奇怪,她不要他娶她,他該是樂得很才對,但為何心中卻不覺得有任何喜悅,反而有種失落的感覺?而且他很莫名其妙地在意她所說的“不在意”。
“你真的不要我娶你?”楊朔亭再一次問道。
“不——要!”小巢兒還拉長了音,然后一臉疑問地看著他,“怪了,我記得你一開始見到我就像見了鬼一樣,這會兒因為看了我的……嗯哼,因為那個原因而娶我,你不覺得委屈了自己嗎?”
“這……”楊朔亭抓抓頭,不太好意思地道:“之前的事……真的是我的錯,我把你認成另外一個人了。”
“你怎么發現的?”小巢兒更好奇了。先前不管她怎么否認,他就是認定她是那個東方什么的……喔,想起來了,是“東方巧兒”。怎么她才一覺醒來,他就明白他真的認錯人了?
“我利用時間去天水谷看過了,那個人還在那兒從沒出來過。”
“原來如此。”小巢兒點點頭,接著很感興趣地問:“我和她真的長得很像呀?”
楊朔亭再次打量著她,發覺越是比較越是不覺得她們長得像,于是他搖頭,“現在我已經不覺得像了。”
“這么古怪?一會兒像一會兒不像的。”
“呵呵……”楊朔亭不知怎么解釋,只好傻笑。
真是怪人一個!小巢兒在心里想著。
“說到委屈,你真的不在意?你確定不要我負責?”楊朔亭三度詢問。
“說不在意其實是騙人的。”小巢兒無奈地一笑,“反正我們兩個都是被捉弄的可憐人,雖然是我吃了虧,但是要你因而對此負責,我也會覺得過意不去。”
“被捉弄?”楊朔亭疑惑道。
小巢兒點頭。
楊朔亭卻搖頭,“難道這里還有其他人?”
“嗯……”小巢兒右手食指點著鼻頭,像是在考慮什么。“這附近呢,算得上是人的只有我們兩個,而另外的……呃,這該怎么說呢?反正她們也是兩個。”
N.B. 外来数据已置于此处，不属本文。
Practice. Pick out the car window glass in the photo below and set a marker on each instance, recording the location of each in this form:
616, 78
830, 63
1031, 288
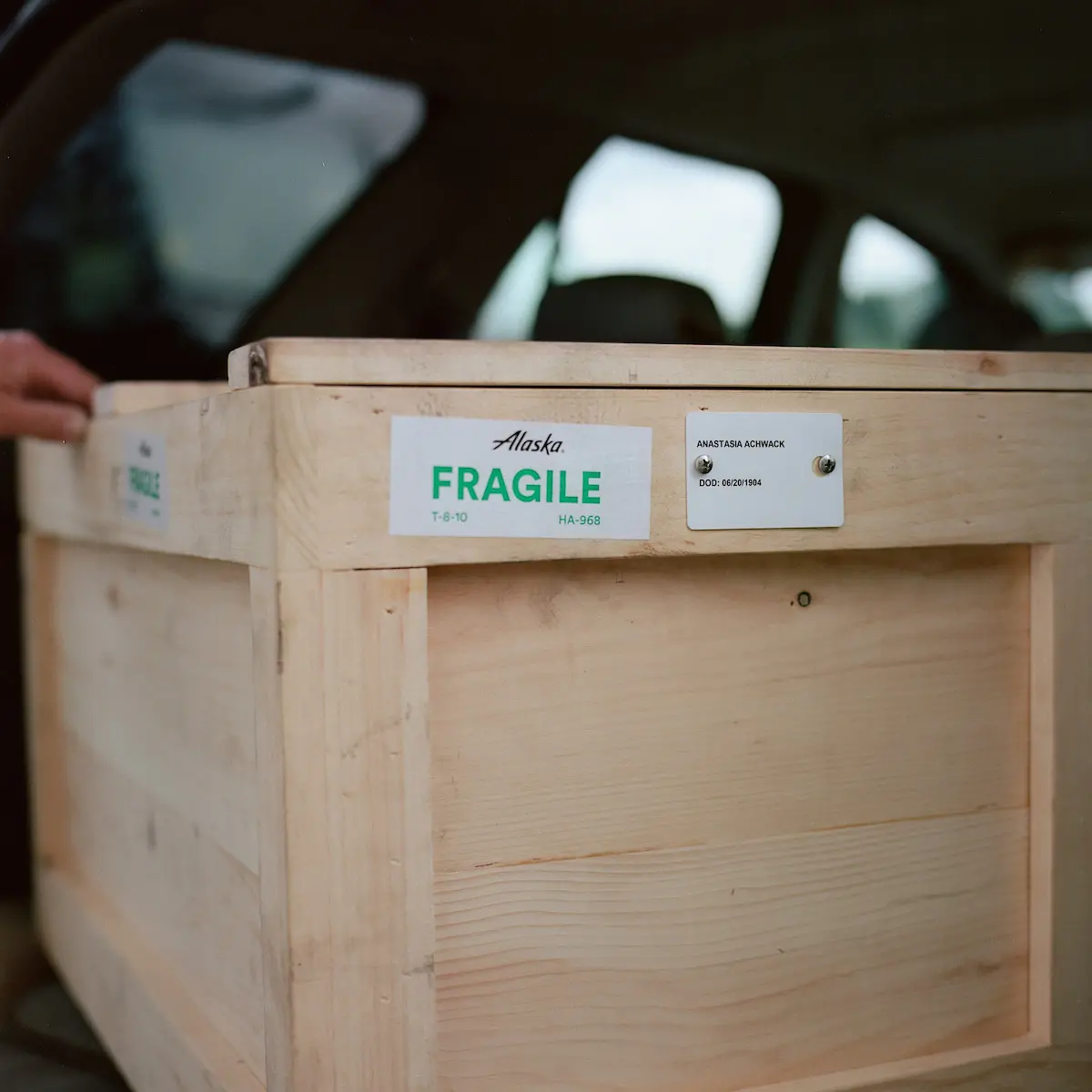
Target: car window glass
889, 285
185, 200
1060, 299
637, 208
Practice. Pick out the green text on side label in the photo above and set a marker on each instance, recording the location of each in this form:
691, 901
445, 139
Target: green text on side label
527, 485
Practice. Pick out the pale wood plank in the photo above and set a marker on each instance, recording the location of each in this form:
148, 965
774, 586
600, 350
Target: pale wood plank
927, 469
288, 718
724, 967
113, 399
1059, 1069
188, 900
219, 470
407, 363
380, 829
161, 1037
344, 757
596, 708
45, 743
1063, 648
153, 660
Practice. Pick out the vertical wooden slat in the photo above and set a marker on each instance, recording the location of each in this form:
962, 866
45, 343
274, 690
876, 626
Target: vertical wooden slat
1062, 794
347, 853
49, 825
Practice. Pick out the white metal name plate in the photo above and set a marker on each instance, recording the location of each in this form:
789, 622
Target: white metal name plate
749, 470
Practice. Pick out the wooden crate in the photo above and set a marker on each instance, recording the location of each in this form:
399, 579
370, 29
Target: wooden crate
322, 807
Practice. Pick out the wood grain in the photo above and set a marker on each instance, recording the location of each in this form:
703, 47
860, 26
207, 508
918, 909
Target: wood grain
299, 476
596, 708
153, 665
113, 399
723, 967
153, 762
928, 469
45, 730
343, 749
407, 363
161, 1037
219, 470
194, 905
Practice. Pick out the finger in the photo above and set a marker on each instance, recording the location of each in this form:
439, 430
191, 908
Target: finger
41, 420
30, 367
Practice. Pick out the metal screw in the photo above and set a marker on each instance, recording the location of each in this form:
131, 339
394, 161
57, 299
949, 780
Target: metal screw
259, 369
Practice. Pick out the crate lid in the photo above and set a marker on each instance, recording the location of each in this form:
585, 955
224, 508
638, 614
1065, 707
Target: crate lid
403, 363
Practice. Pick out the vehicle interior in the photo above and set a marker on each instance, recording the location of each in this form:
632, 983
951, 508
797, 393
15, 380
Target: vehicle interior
183, 176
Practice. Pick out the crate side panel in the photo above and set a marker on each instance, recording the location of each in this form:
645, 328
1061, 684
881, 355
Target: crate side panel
596, 708
158, 769
735, 966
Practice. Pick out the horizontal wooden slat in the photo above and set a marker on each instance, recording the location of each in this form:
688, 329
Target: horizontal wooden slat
723, 967
154, 662
298, 476
161, 1037
187, 898
538, 364
601, 708
219, 463
113, 399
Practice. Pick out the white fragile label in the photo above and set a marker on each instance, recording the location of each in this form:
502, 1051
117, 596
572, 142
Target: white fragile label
143, 481
748, 470
519, 480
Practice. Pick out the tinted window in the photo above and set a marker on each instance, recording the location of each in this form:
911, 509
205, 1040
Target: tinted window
1060, 299
636, 208
183, 202
889, 285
楊朔亭聽得一頭霧水,一張俊臉也呈現半呆滯的模樣,“你剛才說的話,我完全聽不懂。”
“唉,反正你也不需要懂啦,你離開這里之后就當作什么事情都沒發生過就好了。”
“當成什么事都沒發生過?這怎么可能!”楊朔亭大叫,畢竟她帶給他的沖擊太深刻了。“而且,我也沒有說我現在就要離開。”
“瘋子,你不離開留在這里干嘛?”小巢兒蹙眉問道。
“不把事情弄清楚,我才不會離開這里!”楊朔亭語氣堅定,“況且我也想看看捉弄我的人到底是何方神圣,可以整得我不知不覺。”
小巢兒忍不住為他高昂的氣勢鼓掌喝采,而且瞧他似乎沒聽見她剛才對他的稱呼,她更是忍俊不禁:“如果你要留在這里,我的窩可是不讓你住的喔,睡的地方你要自己想辦法。”
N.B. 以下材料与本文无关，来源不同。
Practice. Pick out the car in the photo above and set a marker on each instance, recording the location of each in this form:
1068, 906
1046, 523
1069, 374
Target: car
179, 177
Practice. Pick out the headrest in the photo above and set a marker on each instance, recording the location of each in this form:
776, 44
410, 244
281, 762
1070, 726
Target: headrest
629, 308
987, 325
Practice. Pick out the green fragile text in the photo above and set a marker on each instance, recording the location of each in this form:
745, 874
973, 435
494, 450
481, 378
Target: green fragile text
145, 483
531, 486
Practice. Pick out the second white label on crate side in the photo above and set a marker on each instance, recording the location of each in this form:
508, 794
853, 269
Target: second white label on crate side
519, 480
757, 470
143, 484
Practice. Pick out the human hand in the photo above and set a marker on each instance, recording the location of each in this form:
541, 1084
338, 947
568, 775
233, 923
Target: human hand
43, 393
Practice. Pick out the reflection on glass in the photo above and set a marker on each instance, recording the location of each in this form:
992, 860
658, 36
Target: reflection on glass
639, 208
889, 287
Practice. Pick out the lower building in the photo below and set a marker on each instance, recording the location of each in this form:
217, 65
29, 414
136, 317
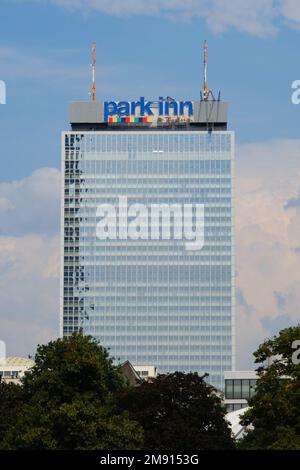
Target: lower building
239, 387
12, 369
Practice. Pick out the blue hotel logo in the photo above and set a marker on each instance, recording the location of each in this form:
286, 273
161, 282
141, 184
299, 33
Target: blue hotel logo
144, 108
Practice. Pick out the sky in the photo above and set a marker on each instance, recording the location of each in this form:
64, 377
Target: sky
150, 48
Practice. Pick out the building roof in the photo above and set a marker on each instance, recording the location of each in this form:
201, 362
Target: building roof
233, 418
14, 361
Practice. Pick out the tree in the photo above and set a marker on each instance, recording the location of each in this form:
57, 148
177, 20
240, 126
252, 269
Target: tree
178, 412
69, 401
10, 405
274, 417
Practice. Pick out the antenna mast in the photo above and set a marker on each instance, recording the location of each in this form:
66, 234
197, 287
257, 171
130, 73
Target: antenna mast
205, 92
93, 93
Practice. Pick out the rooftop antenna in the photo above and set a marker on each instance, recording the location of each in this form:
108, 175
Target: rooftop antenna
93, 93
205, 91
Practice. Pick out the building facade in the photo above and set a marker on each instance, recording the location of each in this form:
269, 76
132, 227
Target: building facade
239, 387
149, 299
13, 369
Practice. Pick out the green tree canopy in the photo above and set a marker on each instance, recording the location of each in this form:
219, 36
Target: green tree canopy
69, 401
178, 412
274, 416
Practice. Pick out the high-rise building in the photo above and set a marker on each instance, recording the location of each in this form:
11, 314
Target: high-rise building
144, 288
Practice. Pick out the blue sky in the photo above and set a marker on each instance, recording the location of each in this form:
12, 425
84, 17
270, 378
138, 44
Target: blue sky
149, 49
45, 56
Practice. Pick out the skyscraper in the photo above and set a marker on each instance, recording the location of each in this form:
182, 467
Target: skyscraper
145, 294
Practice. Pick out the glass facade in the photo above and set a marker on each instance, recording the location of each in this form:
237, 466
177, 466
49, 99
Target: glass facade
150, 301
239, 389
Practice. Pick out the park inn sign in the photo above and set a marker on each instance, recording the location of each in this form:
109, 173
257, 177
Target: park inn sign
144, 108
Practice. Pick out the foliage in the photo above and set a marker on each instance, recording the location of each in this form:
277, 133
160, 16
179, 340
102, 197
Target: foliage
69, 401
274, 416
178, 412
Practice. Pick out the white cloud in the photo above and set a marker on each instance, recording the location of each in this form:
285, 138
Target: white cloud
29, 286
267, 238
31, 205
268, 175
255, 17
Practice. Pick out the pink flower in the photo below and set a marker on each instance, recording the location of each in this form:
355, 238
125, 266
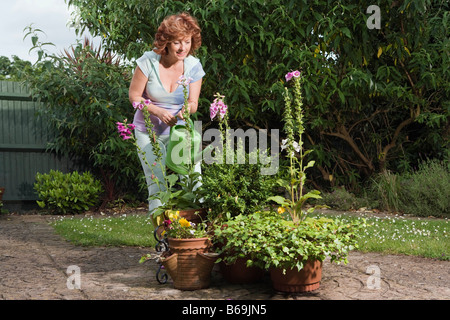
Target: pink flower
184, 81
292, 74
288, 76
124, 129
218, 107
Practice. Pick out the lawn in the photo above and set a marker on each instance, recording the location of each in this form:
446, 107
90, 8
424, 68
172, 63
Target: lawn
392, 234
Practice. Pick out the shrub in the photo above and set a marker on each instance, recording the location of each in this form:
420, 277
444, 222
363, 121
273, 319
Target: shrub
426, 192
386, 187
233, 189
67, 193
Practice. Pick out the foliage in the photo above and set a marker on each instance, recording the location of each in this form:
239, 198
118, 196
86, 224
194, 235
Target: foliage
426, 192
13, 70
81, 92
175, 193
231, 189
180, 228
267, 240
386, 185
375, 99
67, 193
294, 183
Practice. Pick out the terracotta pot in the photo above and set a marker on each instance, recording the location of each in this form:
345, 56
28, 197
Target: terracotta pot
307, 279
189, 264
194, 215
239, 273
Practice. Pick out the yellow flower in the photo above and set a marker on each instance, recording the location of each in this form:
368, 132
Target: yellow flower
184, 223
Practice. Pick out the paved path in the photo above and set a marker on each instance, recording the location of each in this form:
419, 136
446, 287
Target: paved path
34, 262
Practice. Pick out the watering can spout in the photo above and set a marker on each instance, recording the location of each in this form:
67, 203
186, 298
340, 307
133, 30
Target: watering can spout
183, 149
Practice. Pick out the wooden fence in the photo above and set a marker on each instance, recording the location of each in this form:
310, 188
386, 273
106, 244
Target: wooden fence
23, 144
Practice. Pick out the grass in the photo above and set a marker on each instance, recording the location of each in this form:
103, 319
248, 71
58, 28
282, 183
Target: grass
428, 238
393, 235
124, 230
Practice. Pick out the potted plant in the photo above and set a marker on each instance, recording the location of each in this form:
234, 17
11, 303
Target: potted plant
287, 242
189, 261
232, 189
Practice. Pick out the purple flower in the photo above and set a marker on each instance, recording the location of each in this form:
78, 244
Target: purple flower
288, 76
124, 129
218, 107
292, 74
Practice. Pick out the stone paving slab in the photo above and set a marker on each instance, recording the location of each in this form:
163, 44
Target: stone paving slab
34, 263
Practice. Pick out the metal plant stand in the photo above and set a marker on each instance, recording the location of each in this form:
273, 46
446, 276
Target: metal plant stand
161, 247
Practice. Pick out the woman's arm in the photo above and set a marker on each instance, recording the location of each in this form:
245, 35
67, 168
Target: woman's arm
137, 87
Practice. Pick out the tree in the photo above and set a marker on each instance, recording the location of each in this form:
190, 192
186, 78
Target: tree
375, 99
13, 70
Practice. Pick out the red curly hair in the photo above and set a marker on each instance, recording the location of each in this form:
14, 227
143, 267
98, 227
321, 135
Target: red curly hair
175, 27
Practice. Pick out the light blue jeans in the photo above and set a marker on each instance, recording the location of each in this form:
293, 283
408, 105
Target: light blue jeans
143, 141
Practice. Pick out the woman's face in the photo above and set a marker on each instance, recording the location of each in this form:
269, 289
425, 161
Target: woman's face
179, 49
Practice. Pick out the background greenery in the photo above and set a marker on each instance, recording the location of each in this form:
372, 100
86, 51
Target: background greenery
376, 100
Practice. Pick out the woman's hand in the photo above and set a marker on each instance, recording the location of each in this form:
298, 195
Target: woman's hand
166, 117
181, 112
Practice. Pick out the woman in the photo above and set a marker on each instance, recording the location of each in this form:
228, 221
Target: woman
156, 77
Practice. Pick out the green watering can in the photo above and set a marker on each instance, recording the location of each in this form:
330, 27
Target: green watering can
183, 148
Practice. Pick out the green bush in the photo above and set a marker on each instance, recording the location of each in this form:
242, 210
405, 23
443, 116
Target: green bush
426, 192
233, 189
67, 193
“那有什么問題!”楊朔亭更是踱了起來。說到“睡”這方面,他的功夫可是一流的,他楊朔亭不管在什么地方、以什么姿勢都可以睡得呼呼叫!
很快地,小巢兒見識到了楊朔亭的功夫。
秋末正是楊朔亭認為最適合睡覺的時節,那種涼冷的溫度正好可以讓他睡得“欲仙欲死”。這會兒只見他一派舒適地躺在一條系著大樹兩根粗枝的繩索上小憩——說明白一點,就是在睡午覺。
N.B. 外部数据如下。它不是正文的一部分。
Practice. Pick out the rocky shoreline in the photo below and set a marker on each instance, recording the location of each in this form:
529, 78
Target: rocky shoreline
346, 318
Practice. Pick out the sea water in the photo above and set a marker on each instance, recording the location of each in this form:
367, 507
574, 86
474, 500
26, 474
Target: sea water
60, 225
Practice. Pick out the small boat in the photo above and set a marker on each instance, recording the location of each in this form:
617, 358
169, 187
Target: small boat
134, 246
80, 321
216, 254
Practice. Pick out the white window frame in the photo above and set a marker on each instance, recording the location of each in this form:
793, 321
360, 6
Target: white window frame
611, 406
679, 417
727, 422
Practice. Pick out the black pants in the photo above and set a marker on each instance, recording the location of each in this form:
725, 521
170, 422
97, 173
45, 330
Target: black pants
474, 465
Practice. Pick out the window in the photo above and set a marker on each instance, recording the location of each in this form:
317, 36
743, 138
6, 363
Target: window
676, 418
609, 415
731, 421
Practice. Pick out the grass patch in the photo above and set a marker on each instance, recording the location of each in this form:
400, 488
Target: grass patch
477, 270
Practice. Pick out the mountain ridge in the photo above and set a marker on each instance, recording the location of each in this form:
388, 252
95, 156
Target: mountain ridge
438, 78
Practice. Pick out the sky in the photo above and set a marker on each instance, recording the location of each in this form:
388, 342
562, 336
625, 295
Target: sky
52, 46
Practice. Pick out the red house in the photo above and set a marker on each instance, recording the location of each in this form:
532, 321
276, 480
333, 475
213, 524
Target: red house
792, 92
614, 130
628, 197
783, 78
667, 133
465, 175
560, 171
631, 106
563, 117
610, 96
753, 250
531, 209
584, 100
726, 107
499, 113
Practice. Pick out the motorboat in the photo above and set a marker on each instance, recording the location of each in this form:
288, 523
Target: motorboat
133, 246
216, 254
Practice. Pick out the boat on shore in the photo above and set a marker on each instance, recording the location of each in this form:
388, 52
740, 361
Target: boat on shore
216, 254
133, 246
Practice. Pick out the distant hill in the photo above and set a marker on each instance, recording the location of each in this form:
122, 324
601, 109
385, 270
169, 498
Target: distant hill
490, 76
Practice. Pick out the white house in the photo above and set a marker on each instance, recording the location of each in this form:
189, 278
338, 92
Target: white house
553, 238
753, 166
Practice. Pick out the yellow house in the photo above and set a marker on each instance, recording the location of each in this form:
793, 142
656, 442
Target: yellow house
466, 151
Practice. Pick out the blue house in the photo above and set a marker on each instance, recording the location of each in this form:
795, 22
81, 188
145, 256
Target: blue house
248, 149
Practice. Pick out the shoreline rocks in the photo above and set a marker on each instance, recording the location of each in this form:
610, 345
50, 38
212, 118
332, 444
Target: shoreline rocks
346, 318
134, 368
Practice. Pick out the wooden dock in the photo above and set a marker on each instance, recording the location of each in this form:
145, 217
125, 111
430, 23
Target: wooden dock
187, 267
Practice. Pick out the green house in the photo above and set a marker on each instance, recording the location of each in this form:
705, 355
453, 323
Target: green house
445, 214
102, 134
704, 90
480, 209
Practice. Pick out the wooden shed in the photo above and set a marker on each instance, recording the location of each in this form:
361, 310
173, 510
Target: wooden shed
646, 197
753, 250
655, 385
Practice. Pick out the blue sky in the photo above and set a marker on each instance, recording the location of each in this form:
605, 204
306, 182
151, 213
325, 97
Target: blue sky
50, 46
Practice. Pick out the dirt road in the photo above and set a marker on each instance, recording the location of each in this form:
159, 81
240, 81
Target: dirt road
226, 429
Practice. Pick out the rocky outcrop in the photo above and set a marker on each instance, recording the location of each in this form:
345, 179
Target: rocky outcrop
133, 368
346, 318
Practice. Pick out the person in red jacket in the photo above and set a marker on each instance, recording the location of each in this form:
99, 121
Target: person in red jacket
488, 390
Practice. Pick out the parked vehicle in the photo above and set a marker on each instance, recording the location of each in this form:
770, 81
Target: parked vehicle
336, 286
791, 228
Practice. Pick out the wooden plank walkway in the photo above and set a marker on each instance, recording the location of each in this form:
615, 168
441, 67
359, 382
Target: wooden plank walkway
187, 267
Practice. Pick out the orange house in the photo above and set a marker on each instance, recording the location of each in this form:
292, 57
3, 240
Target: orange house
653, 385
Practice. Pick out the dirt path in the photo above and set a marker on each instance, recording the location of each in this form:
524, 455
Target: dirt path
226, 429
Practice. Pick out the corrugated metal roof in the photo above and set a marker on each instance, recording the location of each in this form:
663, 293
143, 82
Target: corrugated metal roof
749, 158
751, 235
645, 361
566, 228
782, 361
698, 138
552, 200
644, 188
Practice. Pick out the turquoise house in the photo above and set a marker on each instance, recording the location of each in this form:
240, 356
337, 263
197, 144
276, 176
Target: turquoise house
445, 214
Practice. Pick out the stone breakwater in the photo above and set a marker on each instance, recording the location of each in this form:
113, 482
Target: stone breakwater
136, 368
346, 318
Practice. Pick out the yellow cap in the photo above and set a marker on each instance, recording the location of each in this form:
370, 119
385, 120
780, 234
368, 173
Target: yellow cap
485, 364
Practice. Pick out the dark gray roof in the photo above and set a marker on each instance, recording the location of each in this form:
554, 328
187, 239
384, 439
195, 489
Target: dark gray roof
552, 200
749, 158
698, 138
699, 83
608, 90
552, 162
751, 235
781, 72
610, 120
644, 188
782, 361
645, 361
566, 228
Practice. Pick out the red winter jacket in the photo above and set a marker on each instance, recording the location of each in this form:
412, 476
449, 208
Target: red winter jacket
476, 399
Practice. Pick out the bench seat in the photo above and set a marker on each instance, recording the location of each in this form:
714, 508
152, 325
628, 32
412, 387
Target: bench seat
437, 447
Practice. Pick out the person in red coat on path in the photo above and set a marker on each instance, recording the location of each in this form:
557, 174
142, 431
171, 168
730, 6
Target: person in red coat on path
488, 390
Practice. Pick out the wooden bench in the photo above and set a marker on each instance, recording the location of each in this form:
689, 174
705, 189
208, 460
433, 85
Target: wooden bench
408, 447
小巢兒先是目瞪口呆地看著楊朔亭,然后滿心好奇地爬上樹來到他身邊。
“喂,這招是什么功夫啊?挺厲害的。”小巢兒雙眼閃亮。
楊朔亭懶懶地半睜著眼睛,才剛躺了一下子,他的眼中就充滿了睡意。他輕輕地說:“睡覺的功夫。”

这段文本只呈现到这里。